Assessing LPG and LNG as alternative energy sources for the Pacific

Photo caption: LPG storage tanks in Fiji.


Thursday 11 September 2014, Secretariat of the Pacific Community (SPC), Suva, Fiji. There is a growing global trend towards using cleaner and cheaper fuel. The Pacific region has always faced difficulties with this type of change, due to its huge dependence on imported expensive fossil fuels for transportation, power generation, shipping and cooking.

In many countries, liquefied petroleum gas (LPG) and liquefied natural gas (LNG) are being used as alternative energy sources  due to the emergence of new gas supply centres, increasing numbers of proven reserves, rapid technological advances, competitive pricing and the environmental friendly nature of these energy sources.

In February 2014, the Management Committee of the Pacific Region Infrastructure Facility (PRIF) approved a concept note and budget for the implementation of a research project proposed by the World Bank to consider the potential for expanding LPG use and the possible introduction of natural gas in the form of LNG as alternative energy sources for the Pacific Islands.

The research study was endorsed at the Second Pacific Regional Energy and Transport Ministers’ Meeting that was organised by the Secretariat of the Pacific Community (SPC) and held  in Nadi, Fiji in April. The meeting also highlighted the importance of assessing the potential for increased penetration of LPG and the potential introduction of LNG to reduce the environmental impact of fossil fuels and significantly reduce energy costs.

The gas energy research study will be carried out by a partnership of PRIF, the Pacific Power Association, the World Bank and SPC. The objective is to assess the potential and economic feasibility of LPG and LNG in meeting the medium-term energy needs – basic power generation, maritime and land transport, and cooking – of Pacific Island countries and territories (PICTs).

Based in the SPC’s Economic Development Division, the study team will engage with PICTs and stakeholders for the purpose of collecting data.
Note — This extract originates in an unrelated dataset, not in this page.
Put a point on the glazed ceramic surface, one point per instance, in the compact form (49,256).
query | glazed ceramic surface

The research study will be undertaken over a period of six months and will involve American Samoa, Commonwealth of the Northern Mariana Islands, Cook Islands, Fiji, Federated States of Micronesia, Guam, Kiribati, New Caledonia, Nauru, Niue, Palau, Papua New Guinea, Republic of the Marshall Islands, Samoa, Solomon Islands, Tahiti, Tonga, Tuvalu and Vanuatu. Other interested countries and stakeholders are encouraged to provide their comments and contribute towards this study.

A data collection template for the study is currently being developed and, in the coming weeks, this will be sent to various stakeholders and member countries for submission of their data.